Even the schemes of the villains was oriented around youth and adolescence. During the 2000s run of Young Justice there was a two-part comic called “Sins of Youth.” Writer Peter David and artists Todd Nauck and Jason Wright put out what I consider to be the best Young Justice story where (bum bum bum!) Klarion the Witch Boy uses his power to turn iconic heroes into children. Some people might remember this kind of story having been adapted in different forms via the Justice League and Young Justice TV shows?
In the first issue of the two-parter, Cassie gives a speech about the way teens with super powers are feared by society. Young Justice wasn’t the first comic to engage with being a super-teen, but I would offer that it was the first to really capture the zeitgeist of the moment for readers of teen age when Peter David was writing the series.
So, why does this retrospective on Young Justice really matter? In some ways I hope it highlights how comics from different decades can be dated in hindsight yet still be both heartwarming and iconic.
With the announcement of Brian Michael Bendis’ relaunch of the Young Justice title, I’d argue a look back on the foundations of the 90s series is important. Bendis is going to be putting Conner and Bart Allen back into their former roles as founding members of the team. Depending on your views of the New 52 universe, the lack of these characters can be seen as a sore spot for many. The return of these characters alone is worth a read through of the first issue when it comes out in 2019, but I think there is more to Young Justice than the members of the team. The comic about youth, right?

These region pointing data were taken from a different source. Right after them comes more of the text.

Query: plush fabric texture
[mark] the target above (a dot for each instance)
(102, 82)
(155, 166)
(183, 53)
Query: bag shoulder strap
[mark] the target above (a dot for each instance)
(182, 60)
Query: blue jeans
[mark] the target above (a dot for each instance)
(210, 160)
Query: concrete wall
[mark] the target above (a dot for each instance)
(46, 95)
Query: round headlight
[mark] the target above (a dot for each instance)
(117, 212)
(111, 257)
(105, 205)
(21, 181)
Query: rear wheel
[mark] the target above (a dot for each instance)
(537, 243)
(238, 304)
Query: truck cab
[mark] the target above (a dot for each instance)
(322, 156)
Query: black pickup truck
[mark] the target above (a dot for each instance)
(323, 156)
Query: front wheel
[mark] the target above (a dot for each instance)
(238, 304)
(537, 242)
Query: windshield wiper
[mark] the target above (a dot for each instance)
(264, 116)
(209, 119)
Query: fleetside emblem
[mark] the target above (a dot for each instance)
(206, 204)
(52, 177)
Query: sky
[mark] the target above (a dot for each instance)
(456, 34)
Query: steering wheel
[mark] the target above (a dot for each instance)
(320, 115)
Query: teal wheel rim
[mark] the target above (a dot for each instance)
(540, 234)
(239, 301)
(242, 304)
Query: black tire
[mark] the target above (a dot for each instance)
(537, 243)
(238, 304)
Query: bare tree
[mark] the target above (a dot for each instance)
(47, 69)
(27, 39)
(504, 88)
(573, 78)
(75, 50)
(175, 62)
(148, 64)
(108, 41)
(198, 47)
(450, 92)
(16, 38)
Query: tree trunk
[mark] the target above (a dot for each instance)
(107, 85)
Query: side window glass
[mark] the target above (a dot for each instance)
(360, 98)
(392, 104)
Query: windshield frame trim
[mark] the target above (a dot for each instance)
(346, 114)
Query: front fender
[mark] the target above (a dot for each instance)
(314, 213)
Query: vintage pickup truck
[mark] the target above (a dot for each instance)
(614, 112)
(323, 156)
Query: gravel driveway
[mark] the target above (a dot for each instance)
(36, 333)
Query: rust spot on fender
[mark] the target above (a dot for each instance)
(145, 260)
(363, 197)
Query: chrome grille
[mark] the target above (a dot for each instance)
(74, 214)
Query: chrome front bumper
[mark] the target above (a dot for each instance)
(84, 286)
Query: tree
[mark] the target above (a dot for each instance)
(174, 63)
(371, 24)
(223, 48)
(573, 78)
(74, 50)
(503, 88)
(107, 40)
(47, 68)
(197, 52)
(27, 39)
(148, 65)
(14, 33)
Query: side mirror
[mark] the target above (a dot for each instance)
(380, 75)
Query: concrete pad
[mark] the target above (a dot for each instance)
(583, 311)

I hope a new generation of young readers picks up Young Justice #1 and discovers the same heart that Peter David brought to his run of the title’s roots. Personally, I believe that Young Justice, far more than Superman, is the kind of comic that Bendis was born to write for DC Comics.
Good luck, Brian. There are a lot of people out there who adores the adventures of Tim, Conner, Cassie, Bart, and Secret. I hope that 2019 is a great year for the Young Justice brand, not only because of the third season of the animated series, but because new stories featuring young, hopeful characters can explode on a comic scene that desperately needs these sorts of stories out there.